Le terme terrorisme vient du latin “ terror ” qui signifie effroi, épouvante. Initialement, le terrorisme signifiait l’action sanglante destinée à paralyser de crainte la population (en 1793, propagation de la Terreur révolutionnaire).
Le terrorisme est dans son essence un système d’idées qui légitime le meurtre comme moyen d’action politique et tout est organisé pour en convaincre les adhérents : on les assure de la valeur morale de ces meurtres. Comme le rappelle Freud, dans Malaise dans la civilisation : “ L’homme n’est point cet être débonnaire, au cœur assoiffé d’amour, dont on dit qu’il se défend quand on l’attaque, mais un être, au contraire, qui doit porter au compte de ses données instinctives une bonne somme d’agressivité ”. Ainsi, le terrorisme délivre un permis de tuer, autorise et libère les pulsions agressives, dans une jouissance même mortifère du sacrifice (martyrs). Il existe alors un déchaînement de l’agressivité avec une jouissance toute particulière à lire dans le regard de l’autre son angoisse.
Le terroriste n’est pas là pour convaincre ou séduire (si ce n’est les éventuels partisans qu’il souhaite rallier à sa cause). Il cherche à faire valoir et donner à voir sa puissance, il publie sa cause, il contraint par la terreur, il radicalise une situation et divise en obligeant à une prise de position : chacun doit choisir son camp. Les terroristes ne sont que les pions d’un large échiquier.
Alors, nous sommes en devoir de nous demander : qui est à la place du Roi ? Dans un langage plus commun et usuel, on dirait : à qui profite le crime ? Depuis toujours et encore plus dans un monde où le discours capitaliste règne, cette phrase nous résonne en tête : “ le pouvoir c’est l’argent ! ”. Les hauts dignitaires du terrorisme se battent-ils pour une réelle croyance idéologique et politique ou bien n’est-ce là que le voile d’investissements financiers avantageux ?

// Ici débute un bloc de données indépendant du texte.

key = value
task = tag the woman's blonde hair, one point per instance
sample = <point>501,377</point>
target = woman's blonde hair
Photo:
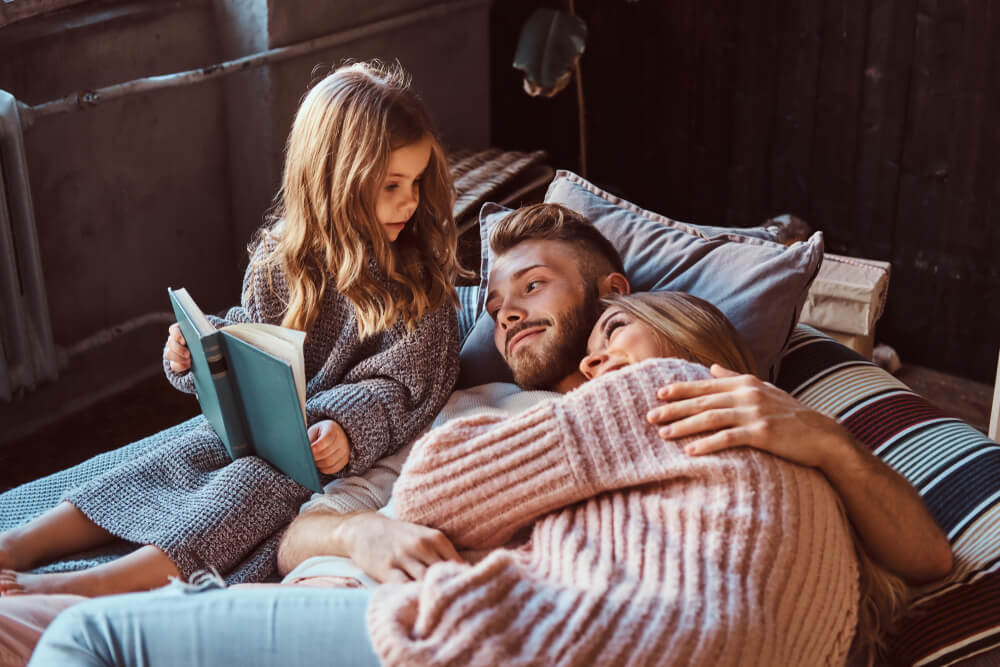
<point>689,325</point>
<point>324,219</point>
<point>704,335</point>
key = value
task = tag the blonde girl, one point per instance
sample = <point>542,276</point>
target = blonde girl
<point>674,324</point>
<point>360,255</point>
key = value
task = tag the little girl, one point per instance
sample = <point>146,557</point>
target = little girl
<point>360,254</point>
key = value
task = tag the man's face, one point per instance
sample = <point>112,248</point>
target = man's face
<point>543,312</point>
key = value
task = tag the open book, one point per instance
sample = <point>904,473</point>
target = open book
<point>251,385</point>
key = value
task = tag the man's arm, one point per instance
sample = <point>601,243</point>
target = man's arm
<point>742,410</point>
<point>386,549</point>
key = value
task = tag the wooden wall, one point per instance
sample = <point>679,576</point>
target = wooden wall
<point>877,121</point>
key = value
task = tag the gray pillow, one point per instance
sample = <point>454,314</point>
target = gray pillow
<point>759,285</point>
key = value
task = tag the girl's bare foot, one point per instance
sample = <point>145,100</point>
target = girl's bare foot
<point>21,583</point>
<point>9,552</point>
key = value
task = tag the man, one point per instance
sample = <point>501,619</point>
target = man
<point>551,270</point>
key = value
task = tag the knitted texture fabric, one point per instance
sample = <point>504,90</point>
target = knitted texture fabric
<point>203,510</point>
<point>639,554</point>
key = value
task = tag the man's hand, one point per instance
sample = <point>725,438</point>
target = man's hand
<point>392,550</point>
<point>736,410</point>
<point>330,445</point>
<point>742,410</point>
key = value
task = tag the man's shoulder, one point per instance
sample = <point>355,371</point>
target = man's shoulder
<point>495,398</point>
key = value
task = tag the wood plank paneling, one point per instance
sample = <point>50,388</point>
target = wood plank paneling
<point>874,120</point>
<point>800,26</point>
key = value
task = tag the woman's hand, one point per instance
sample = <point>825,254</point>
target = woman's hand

Le terrorisme entretient et accroît largement le sentiment d’insécurité. Ce sentiment est intrinsèque à chacun mais il se trouve là exacerbé. L’insécurité, l’angoisse de la destruction, de l’annihilation pousse l’être humain au sentiment de persécution. Entrant alors dans des relations purement imaginaires où l’esprit critique s’évanouit pour laisser place à toutes ces méfiances, ces intentions que l’on imagine et fantasme chez l’autre, c’est dans ce moment de creux et à cette place que s’insinue lentement mais sûrement celui qui veut le pouvoir. “ Diviser pour mieux régner ” est une phrase bien populaire et pourtant nous plongeons bien souvent tête la première dans cette division que l’on nous offre. L’être humain qui est un être déjà divisé entre conscient et inconscient, entre pulsions de vie et pulsions de mort, ne ferait-il que se complaire dans l’imaginaire et se laisserait-il duper par une nouvelle division ?
Ces derniers jours, nous avons assisté au sursaut d’une Humanité unie, qui fait Un, qui n’admet de se laisser diviser. Des êtres qui font corps dans le silence ou en entonnant la Marseillaise. Cette violence du terrorisme aussi soudaine que froide et dénuée de tout affect, cette pure jouissance de la violence a fait horreur à tout un chacun : cela laisse sans voix, sans mot. C’est l’impensable, l’indicible et c’est là ce qui fait traumatisme. A l’endroit du traumatisme, de ce trou, de cet indicible, un signifiant émerge que chacun va soutenir pour rompre cette impensable et indicible jouïssance mortifère et meurtrière. Ce signifiant : “ Charlie ” !!
Des êtres se proclament et se reconnaissent sous ce signifiant “ Charlie ”, un Nom qui relie des êtres entre eux comme un Nom de famille. “ Je suis Charlie ”, “ Nous sommes Charlie ”, on assiste à une identification à “ Charlie ” car chacun s’est également identifié en tant que victime : chacun aurait pu être victime en allant faire ses courses, chacun est victime et meurtri par cette attaque de la liberté d’expression. On assiste à une attaque symbolique et une attaque du Symbolique (anéantissement d’un discours, de dessins…). S’ensuit alors une réponse Symbolique à une attaque du Symbolique. Un nom est scandé par tous : “ Charlie ”.
Par la suite, ne tient qu’à chacun de ne pas céder à la terreur, à la division, à la duperie et de conserver une pensée critique qui ne nous fasse pas basculer également, en retour, dans ce laisser aller aux pulsions agressives. Comme le dit Lacan, dans les Écrits : “De notre position de sujet, nous sommes toujours responsables.”